Баржа, на которой находилась наша «М-72», стала рядом с лихтером «Н. Крупская», и мы своим ходом перекочевали на лихтер. Заманчиво звучало: «Идем в Баргузин».

— Это, случайно, не тог ли баргузин, который пошевеливал вал? — осторожно осведомился Ломакин.

На него, разумеется, посмотрели с удивлением, но терпеливо разъяснили, что, во-первых, баргузин — это весьма злой ветер, а Усть-Баргузин, во-вторых, и райцентр Баргузин, в-третьих, — весьма добрые населенные пункты на восточном берегу Байкала.

— Это точно или неточно, — произнес Ломакин. — Подумаешь, злой ветер…

Но стоило встретиться с баргузином, как настроение наше заметно упало, потому что неизвестно было, сколько дней нам придется стоять в Баргузинском заливе. Дело в том, что в сентябре на Байкале разыгрываются настоящие штормы, и верным признаком штормовой погоды служит забияка баргузин, который начинает дуть с востока, погоняя взъерошенные волны, увенчанные белыми гребешками.

Зашла речь о свирепых нравах Байкала. Старший шкипер Антон Федорович Босько записал в нашем «Бортовом журнале»:

«Байкал бывает очень хороший весной, а осенью бывает очень суровый. Катер «Сталинградец» заливало волной, и люди залезли на рубку. Отсюда их волной сбило, семнадцать человек погибло, а один привязался к мачте и спасся».

Пароход «Капитан Воронин» оставил лихтер с нашей автомашиной на рейде в Баргузинском заливе, а сам ушел на северо-восток, в Нижне-Ангарск.

Усилившийся ветер не подпускал нас к пристани.

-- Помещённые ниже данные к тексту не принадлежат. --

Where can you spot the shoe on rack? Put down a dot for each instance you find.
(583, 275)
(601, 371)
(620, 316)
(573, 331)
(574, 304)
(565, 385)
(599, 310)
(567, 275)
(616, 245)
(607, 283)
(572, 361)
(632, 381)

Работяга катер буквально из сил выбивался, стаскивая громоздкий лихтер с песка. Казалось, катер был привязан к чему-то неподвижному. Он и так и этак забегал к лихтеру, прижимался к нему боком, тянул назад и затем снова вперед, но мы прочно обосновались на мели, и только на следующий день, когда погода утихла, удалось протащить лихтер по узкому гирлу реки Баргузин к пристани. И тут мы с ужасом поняли, что нам не сгрузиться! Борт лихтера возвышался над пристанью более чем на три метра и отстоял от пристани на столько же.

Пришлось нам становиться чернорабочими, плотниками и одновременно инженерами. Мы перетаскали к пристани уйму бревен, чтобы соорудить «бык». Мы строили настоящий мост. Разумеется, привлекли для этой работы и местных грузчиков. На всю эту операцию ушло немало времени и еще больше денег, зато во втором часу ночи мы благополучно вытолкнули свою машину на баргузинский берег и, как говорят в таких случаях, «усталые и счастливые» с рассветом ехали уже по Забайкалью.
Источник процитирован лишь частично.